Grand Slam singles results
- Wimbledon: SF (1903, 1906)

= Toupie Lowther =

English tennis player and fencer

May "Toupie" Lowther (also Toupée; 15 April 1874 – 30 December 1944) was an English tennis player and fencer, active during the late 19th century and early 20th century. During the First World War, she led an all-female English unit of ambulance drivers assisting the French Army and was awarded the Croix de Guerre.

==Early life and family==
Lowther was born in London, the daughter of Francis William Lowther, born in Italy, and Louise Beatrice de Fonblanque, born in Montreal. She was the sister of Claude Lowther, MP for Lonsdale.
Francis William was the illegitimate son of the William Lowther, 2nd Earl of Lonsdale and Emilia Cresotti, an Italian opera singer. Her maternal grandfather was the historian Edward Barrington de Fonblanque.
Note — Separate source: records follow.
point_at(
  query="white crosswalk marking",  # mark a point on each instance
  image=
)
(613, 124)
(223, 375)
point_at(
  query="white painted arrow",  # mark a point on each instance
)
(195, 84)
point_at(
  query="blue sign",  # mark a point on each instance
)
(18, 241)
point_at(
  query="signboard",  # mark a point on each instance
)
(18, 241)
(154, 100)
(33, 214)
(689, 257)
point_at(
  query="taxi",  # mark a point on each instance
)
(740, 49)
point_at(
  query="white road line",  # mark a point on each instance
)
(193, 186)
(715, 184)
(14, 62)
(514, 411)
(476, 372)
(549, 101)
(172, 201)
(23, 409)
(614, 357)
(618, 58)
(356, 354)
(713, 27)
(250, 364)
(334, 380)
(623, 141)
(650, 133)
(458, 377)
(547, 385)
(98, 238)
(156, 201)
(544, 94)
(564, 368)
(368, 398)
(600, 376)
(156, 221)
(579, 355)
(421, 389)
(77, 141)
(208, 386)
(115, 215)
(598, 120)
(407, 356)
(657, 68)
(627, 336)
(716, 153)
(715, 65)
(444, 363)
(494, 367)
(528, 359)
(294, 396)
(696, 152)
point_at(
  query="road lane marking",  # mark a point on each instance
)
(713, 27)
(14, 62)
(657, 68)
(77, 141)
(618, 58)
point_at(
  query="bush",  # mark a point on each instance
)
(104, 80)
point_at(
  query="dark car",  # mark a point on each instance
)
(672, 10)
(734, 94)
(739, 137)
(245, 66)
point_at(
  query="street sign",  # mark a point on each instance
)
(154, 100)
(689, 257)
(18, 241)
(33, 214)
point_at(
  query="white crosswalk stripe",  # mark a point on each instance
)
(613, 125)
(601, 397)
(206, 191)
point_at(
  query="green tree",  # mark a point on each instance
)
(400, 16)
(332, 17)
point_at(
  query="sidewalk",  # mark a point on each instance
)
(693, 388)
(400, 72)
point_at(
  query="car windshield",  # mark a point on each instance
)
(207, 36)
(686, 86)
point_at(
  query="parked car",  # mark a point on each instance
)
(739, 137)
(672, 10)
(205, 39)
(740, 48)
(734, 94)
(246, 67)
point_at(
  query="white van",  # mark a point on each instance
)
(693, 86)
Two years before Toupie's birth, the Earl of Lonsdale died and left her father a healthy inheritance of £125,000. She was educated in France at the boarding school Les Ruches in Avon, Seine-et-Marne and received a bachelor's of science from the Sorbonne.

==Tennis career==

Lowther was a gifted athlete. The Times described her as "a brilliant fencer and sportswoman, who could hold her own in anything that required skill and brains." She was well known as an amateur player in championship women's tennis, and during the tennis season was a regular participant in the British tournaments at Edgbaston, Beckenham, Manchester and Wimbledon as well as on the traditional European circuit. In particular she played frequently at the German Ladies Championships (held at the prestigious Bad Homburg Tennis Club) from 1896–1901 and then in Hamburg (the Eisbahn-Verein auf der Uhlenhorst).

In 1898, at Bad Homburg she lost to compatriot Elsie Lane 5–7, 5–7 after a "brilliant, albeit erratic, Toupée (sic) Lowther who had abandoned her usual play in favour of an uninspired game from base line in two straight sets." In 1899 she lost a close match in an early round to Charlotte "Chatty" Cooper, (later Mrs Sterry). After leading 5–1 in the second set Toupie lost six games in a row. However Toupie was finally victorious at Bad Homburg in 1901 defeating Gladys Duddell in the final 6–0, 6–0, a victory described as the result of "patience and perseverance".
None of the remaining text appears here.